The Pew Forum on Religion and Public Life has posted a slide-show presentation of changes in support for same-sex marriage. There’s no new news here. Rising support for same-sex marriage has been widely reported. Not surprisingly, secularists are most supportive, religious people less so. Democrats are more supportive, Republicans less so. Young people more so, older people less so.
There are some small details worth noticing.

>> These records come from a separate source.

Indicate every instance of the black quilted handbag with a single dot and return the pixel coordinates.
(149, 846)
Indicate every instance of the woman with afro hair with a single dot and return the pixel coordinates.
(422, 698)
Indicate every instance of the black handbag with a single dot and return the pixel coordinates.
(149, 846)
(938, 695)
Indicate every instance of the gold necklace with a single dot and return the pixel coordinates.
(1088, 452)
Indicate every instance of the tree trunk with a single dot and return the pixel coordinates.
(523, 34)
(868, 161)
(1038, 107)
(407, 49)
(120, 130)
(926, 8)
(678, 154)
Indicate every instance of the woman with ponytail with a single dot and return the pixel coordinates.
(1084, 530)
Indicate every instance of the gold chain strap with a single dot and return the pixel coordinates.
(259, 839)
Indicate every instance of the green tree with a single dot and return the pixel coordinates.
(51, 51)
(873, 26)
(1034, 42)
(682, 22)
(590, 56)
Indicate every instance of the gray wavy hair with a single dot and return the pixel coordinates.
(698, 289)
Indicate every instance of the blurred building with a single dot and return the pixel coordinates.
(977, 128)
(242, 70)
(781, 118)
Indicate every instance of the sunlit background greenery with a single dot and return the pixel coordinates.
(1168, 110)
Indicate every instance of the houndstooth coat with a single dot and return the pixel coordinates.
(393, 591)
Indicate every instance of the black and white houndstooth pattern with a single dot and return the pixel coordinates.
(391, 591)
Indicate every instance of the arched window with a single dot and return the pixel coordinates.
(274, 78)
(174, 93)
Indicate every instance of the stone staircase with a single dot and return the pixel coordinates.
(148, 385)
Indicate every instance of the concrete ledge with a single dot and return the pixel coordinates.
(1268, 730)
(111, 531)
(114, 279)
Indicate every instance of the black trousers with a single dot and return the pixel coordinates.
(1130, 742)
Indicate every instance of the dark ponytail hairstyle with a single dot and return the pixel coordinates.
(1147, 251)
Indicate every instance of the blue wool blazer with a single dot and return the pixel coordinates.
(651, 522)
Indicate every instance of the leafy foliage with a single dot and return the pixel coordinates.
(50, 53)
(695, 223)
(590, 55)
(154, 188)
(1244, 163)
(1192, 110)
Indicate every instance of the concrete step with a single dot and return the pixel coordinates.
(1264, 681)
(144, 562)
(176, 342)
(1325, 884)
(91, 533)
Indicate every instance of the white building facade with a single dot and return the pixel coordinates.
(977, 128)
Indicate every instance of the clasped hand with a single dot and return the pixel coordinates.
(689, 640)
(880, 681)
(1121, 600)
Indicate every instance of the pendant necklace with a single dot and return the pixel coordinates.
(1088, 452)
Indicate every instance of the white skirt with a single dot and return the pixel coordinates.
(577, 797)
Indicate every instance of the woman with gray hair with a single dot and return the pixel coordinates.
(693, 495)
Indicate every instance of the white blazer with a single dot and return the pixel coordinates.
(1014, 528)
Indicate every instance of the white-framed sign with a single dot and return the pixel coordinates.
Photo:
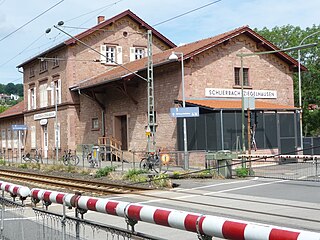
(236, 93)
(44, 115)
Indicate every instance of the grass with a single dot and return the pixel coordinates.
(102, 172)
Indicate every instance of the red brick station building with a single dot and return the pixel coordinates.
(97, 96)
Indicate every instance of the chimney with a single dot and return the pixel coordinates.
(100, 19)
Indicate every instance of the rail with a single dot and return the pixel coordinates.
(204, 225)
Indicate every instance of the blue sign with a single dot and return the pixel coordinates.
(184, 112)
(19, 127)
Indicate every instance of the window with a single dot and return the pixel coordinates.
(245, 76)
(43, 66)
(43, 92)
(137, 53)
(3, 138)
(55, 62)
(33, 137)
(95, 123)
(111, 54)
(9, 138)
(32, 98)
(31, 71)
(56, 92)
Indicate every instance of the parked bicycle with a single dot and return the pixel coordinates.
(69, 159)
(37, 158)
(153, 162)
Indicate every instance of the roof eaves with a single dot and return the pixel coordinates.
(115, 18)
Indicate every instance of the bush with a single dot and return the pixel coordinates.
(242, 172)
(162, 180)
(102, 172)
(133, 173)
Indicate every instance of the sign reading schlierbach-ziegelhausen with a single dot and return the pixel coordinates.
(236, 93)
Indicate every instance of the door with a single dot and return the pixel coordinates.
(45, 141)
(120, 125)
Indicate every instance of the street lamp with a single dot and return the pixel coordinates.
(54, 88)
(300, 92)
(241, 55)
(174, 56)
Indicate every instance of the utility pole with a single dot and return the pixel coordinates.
(151, 116)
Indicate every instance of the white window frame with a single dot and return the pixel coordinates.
(33, 137)
(9, 140)
(137, 53)
(32, 98)
(57, 130)
(15, 139)
(111, 54)
(3, 138)
(43, 92)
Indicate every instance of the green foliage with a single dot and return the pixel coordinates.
(23, 165)
(242, 172)
(161, 180)
(133, 173)
(290, 36)
(102, 172)
(11, 88)
(3, 108)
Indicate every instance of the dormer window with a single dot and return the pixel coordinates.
(111, 54)
(43, 66)
(137, 53)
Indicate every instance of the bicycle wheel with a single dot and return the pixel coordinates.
(74, 160)
(144, 164)
(159, 167)
(65, 160)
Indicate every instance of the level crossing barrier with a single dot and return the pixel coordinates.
(206, 226)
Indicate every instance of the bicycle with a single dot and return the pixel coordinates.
(153, 162)
(69, 159)
(37, 157)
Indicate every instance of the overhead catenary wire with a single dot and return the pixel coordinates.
(8, 35)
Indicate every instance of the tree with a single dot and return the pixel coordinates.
(290, 36)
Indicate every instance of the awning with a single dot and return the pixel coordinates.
(236, 104)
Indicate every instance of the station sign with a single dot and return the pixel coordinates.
(19, 127)
(184, 112)
(44, 115)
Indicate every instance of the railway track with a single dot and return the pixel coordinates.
(62, 183)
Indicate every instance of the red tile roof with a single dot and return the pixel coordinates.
(126, 13)
(188, 50)
(15, 110)
(236, 104)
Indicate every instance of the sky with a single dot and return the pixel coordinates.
(23, 23)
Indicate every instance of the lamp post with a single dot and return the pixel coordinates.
(174, 56)
(53, 88)
(242, 55)
(300, 92)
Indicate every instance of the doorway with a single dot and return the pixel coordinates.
(120, 130)
(45, 141)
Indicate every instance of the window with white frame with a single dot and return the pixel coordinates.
(137, 53)
(32, 98)
(43, 93)
(15, 139)
(111, 54)
(31, 71)
(43, 66)
(55, 62)
(9, 138)
(94, 123)
(33, 137)
(3, 138)
(237, 76)
(57, 135)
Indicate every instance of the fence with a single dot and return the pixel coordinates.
(205, 226)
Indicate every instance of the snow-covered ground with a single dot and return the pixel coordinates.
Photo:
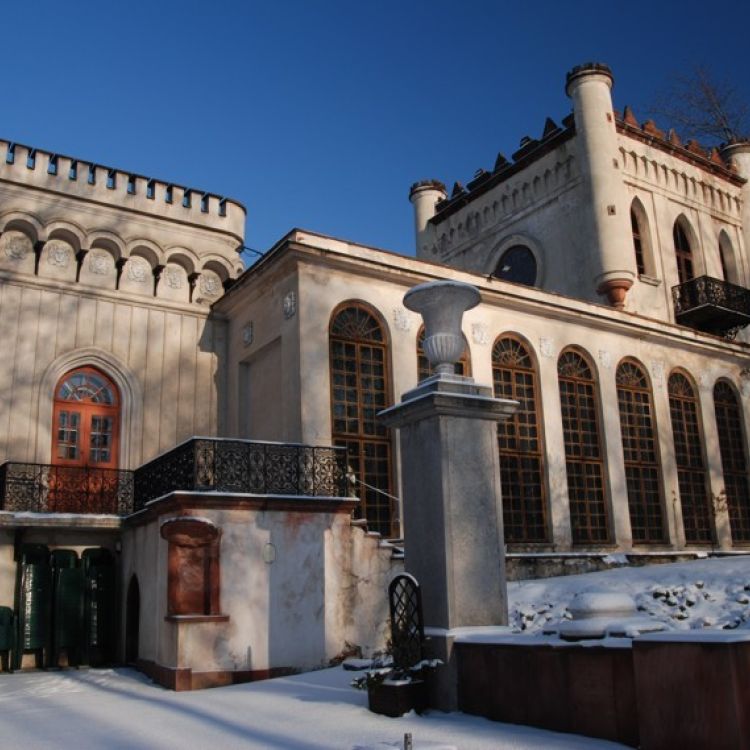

Support has recently declined among Catholics, as well as among people over 50. Conservative resistance is hardening.
But the trend remains: people are more supportive of gay marriage today then they were ten years ago.

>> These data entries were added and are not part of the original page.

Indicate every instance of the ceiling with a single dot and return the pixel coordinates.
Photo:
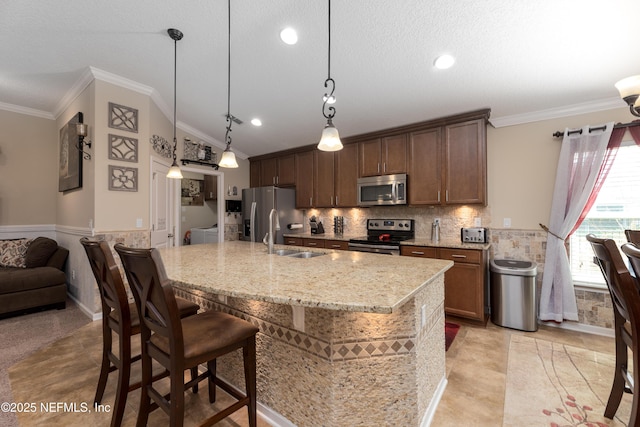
(524, 60)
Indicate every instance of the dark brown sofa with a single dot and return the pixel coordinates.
(41, 282)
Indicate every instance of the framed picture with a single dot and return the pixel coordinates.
(70, 167)
(191, 192)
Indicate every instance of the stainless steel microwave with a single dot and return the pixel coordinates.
(382, 190)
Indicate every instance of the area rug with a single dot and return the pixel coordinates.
(450, 332)
(572, 386)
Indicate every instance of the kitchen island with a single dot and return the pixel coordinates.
(346, 338)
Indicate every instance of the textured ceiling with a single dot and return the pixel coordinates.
(517, 58)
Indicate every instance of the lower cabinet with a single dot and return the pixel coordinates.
(465, 284)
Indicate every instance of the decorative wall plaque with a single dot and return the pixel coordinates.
(123, 148)
(161, 146)
(123, 118)
(123, 178)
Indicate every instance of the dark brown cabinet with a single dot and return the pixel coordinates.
(304, 179)
(383, 156)
(346, 176)
(465, 284)
(448, 165)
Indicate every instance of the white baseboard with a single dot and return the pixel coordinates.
(90, 314)
(433, 405)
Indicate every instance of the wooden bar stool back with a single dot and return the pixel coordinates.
(623, 289)
(179, 344)
(119, 317)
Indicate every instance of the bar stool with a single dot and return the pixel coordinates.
(121, 317)
(179, 344)
(623, 289)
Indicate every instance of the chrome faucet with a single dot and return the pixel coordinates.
(274, 225)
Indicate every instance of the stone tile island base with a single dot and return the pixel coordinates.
(321, 367)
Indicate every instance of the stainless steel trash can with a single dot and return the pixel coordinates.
(513, 294)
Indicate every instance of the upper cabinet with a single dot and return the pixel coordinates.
(383, 156)
(448, 165)
(445, 161)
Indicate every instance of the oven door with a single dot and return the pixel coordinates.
(377, 249)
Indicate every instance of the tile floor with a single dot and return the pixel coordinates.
(476, 371)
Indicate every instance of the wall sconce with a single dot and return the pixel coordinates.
(82, 129)
(629, 89)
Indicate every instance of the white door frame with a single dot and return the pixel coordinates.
(177, 215)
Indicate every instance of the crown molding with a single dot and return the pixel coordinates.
(27, 111)
(554, 113)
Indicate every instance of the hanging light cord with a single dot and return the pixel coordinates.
(329, 112)
(227, 136)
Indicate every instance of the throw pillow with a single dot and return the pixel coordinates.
(39, 251)
(13, 253)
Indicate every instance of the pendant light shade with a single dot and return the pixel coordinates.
(174, 171)
(330, 140)
(228, 159)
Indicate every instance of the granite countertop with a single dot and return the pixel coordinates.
(418, 241)
(338, 280)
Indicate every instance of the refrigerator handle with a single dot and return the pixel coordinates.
(252, 223)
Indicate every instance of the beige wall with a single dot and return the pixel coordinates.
(28, 169)
(522, 162)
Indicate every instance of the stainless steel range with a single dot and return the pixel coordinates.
(384, 236)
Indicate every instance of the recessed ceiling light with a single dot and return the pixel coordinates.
(289, 36)
(444, 61)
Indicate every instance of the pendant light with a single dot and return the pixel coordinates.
(330, 140)
(174, 171)
(228, 159)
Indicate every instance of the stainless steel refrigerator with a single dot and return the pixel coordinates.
(257, 203)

As I wrote in the October Public Square in First Things , we face a real challenge in making our resistance to homosexual marriage persuasive. This is a problem, because without compelling reasons most American default to a libertarian stance: as long as nobody is being harmed, then it’s their right . . . .
Should we be pessimistic? Perhaps, but I find myself thinking back to the Equal Right Amendment. In the early seventies it seemed a sure thing. But it ran out of gas, in large part because women’s liberation was so successful. By the late seventies it didn’t seem all that urgent anymore.
Perhaps the widespread success of sexual liberation will have the same effect. A certain amount of support for gay marriage comes for the desire to be “affirming.” OK, but today self-confident homosexuals are high-powered Wall Street lawyers, surgeons, and CEOs of important companies. That fact may take away some of the moral urgency on behalf of gay marriage that many middle-of-the-road people feel.
That and the challenges facing men and women who are trying to get and stay married. Anxiety about our fraying culture of traditional marriage mayand I emphasize only maymix with a relaxed sense of moral urgency, thus creating conditions for some second thoughts.